AI-Augmented Density-Driven Optimal Control (D2OC) for Decentralized Environmental Mapping
Kooktae Lee, Julian Martinez
TL;DR
This work tackles decentralized environmental mapping under uncertain priors by augmenting Density-Driven Optimal Control (D$^2$OC) with an AI module. It introduces a dynamic sampling process, a three-stage control loop, and a dual-MLP inference system that jointly refine local density estimates and regulate exploration through adaptive uncertainty. Theoretical convergence under the Wasserstein metric is established, and simulations demonstrate that AI-augmented D$^2$OC achieves higher-density fidelity and robust convergence compared to baselines, despite limited sensing and communication. The framework enables scalable, decentralized mapping with improved global consistency, and points toward real-world deployments in UAV-enabled environmental monitoring and disaster response.
Abstract
This paper presents an AI-augmented decentralized framework for multi-agent (multi-robot) environmental mapping under limited sensing and communication.

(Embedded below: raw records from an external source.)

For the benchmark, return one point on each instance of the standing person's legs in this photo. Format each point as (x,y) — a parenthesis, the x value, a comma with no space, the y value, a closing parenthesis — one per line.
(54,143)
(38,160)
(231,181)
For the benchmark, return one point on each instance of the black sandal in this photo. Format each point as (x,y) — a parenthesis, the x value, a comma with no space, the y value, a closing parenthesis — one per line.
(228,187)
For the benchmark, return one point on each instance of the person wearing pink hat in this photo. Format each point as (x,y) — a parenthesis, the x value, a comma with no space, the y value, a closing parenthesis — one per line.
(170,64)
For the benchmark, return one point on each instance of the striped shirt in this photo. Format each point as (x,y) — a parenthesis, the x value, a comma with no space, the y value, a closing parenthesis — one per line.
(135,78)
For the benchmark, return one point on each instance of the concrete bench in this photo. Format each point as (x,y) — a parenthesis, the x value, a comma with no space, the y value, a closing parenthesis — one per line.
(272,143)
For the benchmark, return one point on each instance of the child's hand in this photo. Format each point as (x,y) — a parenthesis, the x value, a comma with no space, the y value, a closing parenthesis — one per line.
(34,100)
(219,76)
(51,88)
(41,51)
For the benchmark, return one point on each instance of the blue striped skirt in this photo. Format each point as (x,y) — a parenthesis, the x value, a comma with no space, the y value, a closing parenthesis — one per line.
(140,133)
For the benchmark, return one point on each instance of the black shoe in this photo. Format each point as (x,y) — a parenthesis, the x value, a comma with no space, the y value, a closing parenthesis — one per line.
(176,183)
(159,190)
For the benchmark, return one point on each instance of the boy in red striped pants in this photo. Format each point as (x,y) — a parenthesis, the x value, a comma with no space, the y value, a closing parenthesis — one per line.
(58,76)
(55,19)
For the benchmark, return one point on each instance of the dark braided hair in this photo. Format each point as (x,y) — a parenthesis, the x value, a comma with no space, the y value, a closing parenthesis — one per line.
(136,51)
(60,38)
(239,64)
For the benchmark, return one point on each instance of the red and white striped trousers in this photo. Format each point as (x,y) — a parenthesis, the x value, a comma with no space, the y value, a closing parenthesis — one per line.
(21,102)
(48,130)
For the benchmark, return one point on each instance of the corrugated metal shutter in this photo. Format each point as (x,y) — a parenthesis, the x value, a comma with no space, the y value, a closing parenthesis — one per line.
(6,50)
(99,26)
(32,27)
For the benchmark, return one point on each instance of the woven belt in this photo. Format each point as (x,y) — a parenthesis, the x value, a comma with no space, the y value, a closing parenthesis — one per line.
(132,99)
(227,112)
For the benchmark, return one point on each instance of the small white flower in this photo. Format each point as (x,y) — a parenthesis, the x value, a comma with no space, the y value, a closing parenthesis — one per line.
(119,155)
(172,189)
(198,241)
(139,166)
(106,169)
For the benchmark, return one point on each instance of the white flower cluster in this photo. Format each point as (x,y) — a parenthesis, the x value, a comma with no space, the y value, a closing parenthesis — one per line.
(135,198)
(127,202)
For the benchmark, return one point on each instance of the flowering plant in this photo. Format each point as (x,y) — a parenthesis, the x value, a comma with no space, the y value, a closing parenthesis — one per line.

While conventional coverage formulations achieve effective spatial allocation when an accurate reference map is available, their performance deteriorates under uncertain or biased priors. The proposed method introduces an adaptive and self-correcting mechanism that enables agents to iteratively refine local density estimates within an optimal transport-based framework, ensuring theoretical consistency and scalability. A dual multilayer perceptron (MLP) module enhances adaptivity by inferring local mean-variance statistics and regulating virtual uncertainty for long-unvisited regions, mitigating stagnation around local minima. Theoretical analysis rigorously proves convergence under the Wasserstein metric, while simulation results demonstrate that the proposed AI-augmented Density-Driven Optimal Control consistently achieves robust and precise alignment with the ground-truth density, yielding substantially higher-fidelity reconstruction of complex multi-modal spatial distributions compared with conventional decentralized baselines.